July 26, 2018
The Lollapalooza Music Festival at Grant Park is right around the corner. An impressive lineup of musical acts during the festival is a definite. But a trip to the emergency room for excessive drug and alcohol intake doesn’t have to be.
Last year, more than 230 people were taken to Chicago hospitals from Lollapalooza, which is Chicago’s largest music festival and spans four days. Yet Dr. Jenny Lu, an emergency medicine physician and medical toxicologist at Cook County Health & Hospitals System (CCHHS), said there are several precautions concert-goers can take to stay safe.
“The mixture of too much alcohol, hot weather and dancing in large crowds can lead to dehydration and high body temperatures, which can be very dangerous,” she noted. “So my advice would be to try not to overdo it and look out for signs of heat exhaustion, such as headaches, nausea, dizziness, muscle cramps or feeling weak.”
In addition to avoiding drinking too much alcohol, people should also stay away from drugs like synthetic marijuana, Dr. Lu said. Synthetic marijuana, or “fake weed,” is marketed as being similar to cannabis, but it actually can be a lot more potent than THC, the active ingredient in cannabis, she stated.

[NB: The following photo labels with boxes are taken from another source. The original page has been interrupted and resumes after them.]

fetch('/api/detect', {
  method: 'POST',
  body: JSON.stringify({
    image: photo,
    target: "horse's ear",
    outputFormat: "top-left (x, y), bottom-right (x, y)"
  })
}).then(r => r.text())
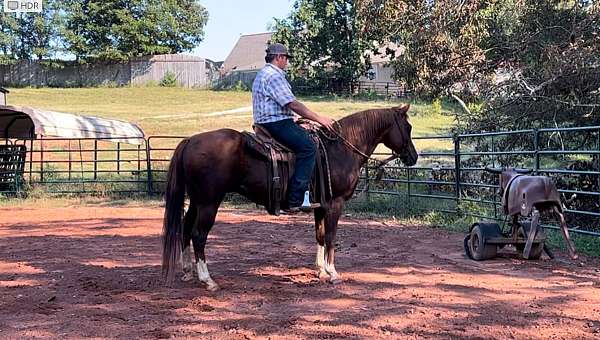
top-left (394, 103), bottom-right (410, 115)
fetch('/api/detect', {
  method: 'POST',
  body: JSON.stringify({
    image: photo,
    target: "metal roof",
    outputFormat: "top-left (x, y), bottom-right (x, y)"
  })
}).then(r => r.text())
top-left (0, 105), bottom-right (144, 145)
top-left (223, 32), bottom-right (273, 73)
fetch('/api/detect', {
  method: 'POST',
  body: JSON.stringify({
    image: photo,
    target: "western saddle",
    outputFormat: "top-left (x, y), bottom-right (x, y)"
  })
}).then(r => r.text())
top-left (242, 122), bottom-right (331, 215)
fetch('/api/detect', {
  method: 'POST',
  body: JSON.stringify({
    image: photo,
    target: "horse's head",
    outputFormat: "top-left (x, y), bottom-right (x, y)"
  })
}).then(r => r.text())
top-left (382, 104), bottom-right (419, 166)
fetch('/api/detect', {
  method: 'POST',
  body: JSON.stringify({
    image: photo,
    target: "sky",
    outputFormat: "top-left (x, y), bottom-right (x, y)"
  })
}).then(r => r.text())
top-left (192, 0), bottom-right (294, 61)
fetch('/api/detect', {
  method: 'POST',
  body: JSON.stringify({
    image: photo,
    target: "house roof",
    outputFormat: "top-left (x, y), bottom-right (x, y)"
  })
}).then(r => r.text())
top-left (223, 32), bottom-right (273, 73)
top-left (0, 105), bottom-right (144, 145)
top-left (368, 42), bottom-right (406, 64)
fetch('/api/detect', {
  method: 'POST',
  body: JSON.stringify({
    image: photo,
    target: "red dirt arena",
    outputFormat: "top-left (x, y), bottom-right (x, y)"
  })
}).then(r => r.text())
top-left (0, 205), bottom-right (600, 339)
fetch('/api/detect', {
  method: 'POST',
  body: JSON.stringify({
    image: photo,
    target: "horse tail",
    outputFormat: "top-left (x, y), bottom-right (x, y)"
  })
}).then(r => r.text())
top-left (162, 138), bottom-right (189, 282)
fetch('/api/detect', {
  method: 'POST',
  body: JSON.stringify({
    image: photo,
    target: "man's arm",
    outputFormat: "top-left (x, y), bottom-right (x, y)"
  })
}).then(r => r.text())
top-left (286, 100), bottom-right (334, 131)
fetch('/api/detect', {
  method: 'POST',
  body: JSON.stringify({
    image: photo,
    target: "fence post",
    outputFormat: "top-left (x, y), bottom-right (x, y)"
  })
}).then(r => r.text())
top-left (452, 135), bottom-right (460, 213)
top-left (69, 139), bottom-right (73, 181)
top-left (533, 129), bottom-right (540, 175)
top-left (117, 142), bottom-right (121, 175)
top-left (406, 167), bottom-right (413, 207)
top-left (365, 160), bottom-right (371, 201)
top-left (40, 136), bottom-right (44, 183)
top-left (146, 138), bottom-right (153, 196)
top-left (94, 139), bottom-right (98, 181)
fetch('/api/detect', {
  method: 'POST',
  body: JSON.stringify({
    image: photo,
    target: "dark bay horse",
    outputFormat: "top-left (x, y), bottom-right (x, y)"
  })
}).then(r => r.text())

“These synthetic cannabinoids are chemicals sprayed on organic material, and they can cause a lot of unwanted effects such as rapid heart rate or psychosis,” Dr. Lu said. “Individuals in Illinois have also reported severe bleeding after using synthetic cannabinoids due to rat poison being found in some samples.”
Anyone experiencing severe or unexplained bleeding after taking the drug should call 911 or be taken to the nearest hospital immediately.
“Bath salts,” “ecstasy” and other synthetic drugs can be just as dangerous.
“There’s no way you can know what you’re actually getting when you buy drugs, so you’re better off avoiding them all together,” Dr. Lu said.
Staying hydrated is also very important. Try to get at least 7 to 8 cups of liquid and drink more if temperatures are high that day, Dr. Lu said.
Before you head to a concert at Lollapalooza, it’s a good idea to keep an eye out for the medical tents and the cooling centers located at the festival, too.
“If you are feeling sick, listen to your body,” Dr. Lu said. “Feeling overheated, confused or lightheaded? Get to a medical station and get it taken care of before it become more serious and ends the fun for you and your friends and family.”
Lastly, concert-goers should remember to put sunscreen on their skin, even if it’s a cloudy day. You should also wear protective clothing like a wide-brimmed hat and sunglasses, and seek shade whenever possible, particularly during the midday hours (10 a.m. to 4 p.m.).
This year’s Lollapalooza will run from Aug. 2 to 5.